Errori comuni da evitare
- Affidarsi a preventivi telefonici: impossibile stimare correttamente senza sopralluogo.
- Scegliere il prezzo più basso senza verificare cosa include: spesso i preventivi economici escludono opere murarie, raccorderia o collaudo.
- Non pianificare il percorso delle tracce prima dei rivestimenti: se le piastrelle vengono posate prima di definire i percorsi, si rischia di dovere demolire.
- Trascurare l'isolamento termico delle tubazioni: obbligatorio per legge, riduce le dispersioni di calore e previene la condensa.
- Non chiedere la dichiarazione di conformità: senza questo documento, in caso di sinistro l'assicurazione può rifiutare il rimborso.
- Conservare i vecchi tubi in piombo o in acciaio zincato: se l'impianto ha più di 40 anni, conviene sempre rifare tutto anziché fare rattoppi.
Tempistiche reali dei lavori
Per un bilocale con un bagno e cucina, un team di due idraulici completa l'impianto in 3–5 giorni lavorativi. Per un trilocale con due bagni si passa a 6–8 giorni. Un appartamento da 120 mq con tre bagni e riscaldamento a pavimento richiede 10–15 giorni, a cui aggiungere i tempi dell'impresa edile per le tracce (2–3 giorni in più).
Il cantiere idraulico deve essere coordinato con il cantiere elettrico: spesso le tracce si aprono insieme, con risparmio di tempo e polvere. L'ordine logico è: tracce → impianto idraulico grezzo → impianto elettrico grezzo → chiusura tracce → rivestimenti → completamento impianti.
Per approfondire come si organizza concretamente un cantiere, la guida all'installazione dell'impianto idraulico spiega nel dettaglio le fasi operative. Se vuoi sapere dove è disponibile il servizio nella provincia, consulta anche la pagina dedicata all'impianto idraulico nell'area di Milano, Monza e Pavia.

Domande frequenti
Quanto costa rifare l'impianto idraulico di un bagno?
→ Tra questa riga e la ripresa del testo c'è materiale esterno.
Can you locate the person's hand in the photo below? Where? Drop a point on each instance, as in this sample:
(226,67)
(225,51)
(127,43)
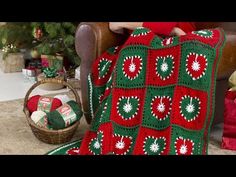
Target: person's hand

Il rifacimento completo dell'impianto idraulico di un bagno standard (wc, bidet, lavabo, doccia) costa tra 2.500 e 5.000 euro, manodopera e materiali inclusi, senza sanitari e senza piastrellatura. La variazione dipende dal numero di punti acqua, dalla distanza dal collettore e dalla necessità di spostare o meno gli scarichi.
Conviene rifare tutto l'impianto o intervenire solo in parte?
Se l'impianto ha più di 30–35 anni e utilizza tubazioni in piombo, acciaio zincato o polietilene di vecchia generazione, il rifacimento completo è quasi sempre la scelta più conveniente nel lungo periodo. Rattoppare un impianto obsoleto significa spendere soldi a rate e aprire le pareti più volte. L'unica eccezione è quando il rifacimento parziale è strutturalmente possibile e l'impianto esistente è in buone condizioni su gran parte della superficie.
La dichiarazione di conformità è obbligatoria anche per piccoli interventi?
Sì. Il D.M. 37/2008 obbliga l'impresa installatrice a rilasciare la dichiarazione di conformità per qualsiasi intervento su impianti idrico-sanitari, anche per l'aggiunta di un singolo punto acqua. Il documento va conservato insieme agli altri atti dell'immobile e presentato in caso di vendita, locazione o sinistro.
L'impianto idraulico rientra nelle detrazioni fiscali?
Sì, il rifacimento dell'impianto idraulico rientra nel Bonus Ristrutturazioni (detrazione IRPEF del 50% sulle spese, fino al massimale previsto dalla normativa in vigore), a condizione che l'intervento riguardi parti private dell'abitazione e che il pagamento avvenga con bonifico parlante. Le aliquote e i massimali possono cambiare di anno in anno: verifica sempre con il tuo commercialista prima di iniziare i lavori.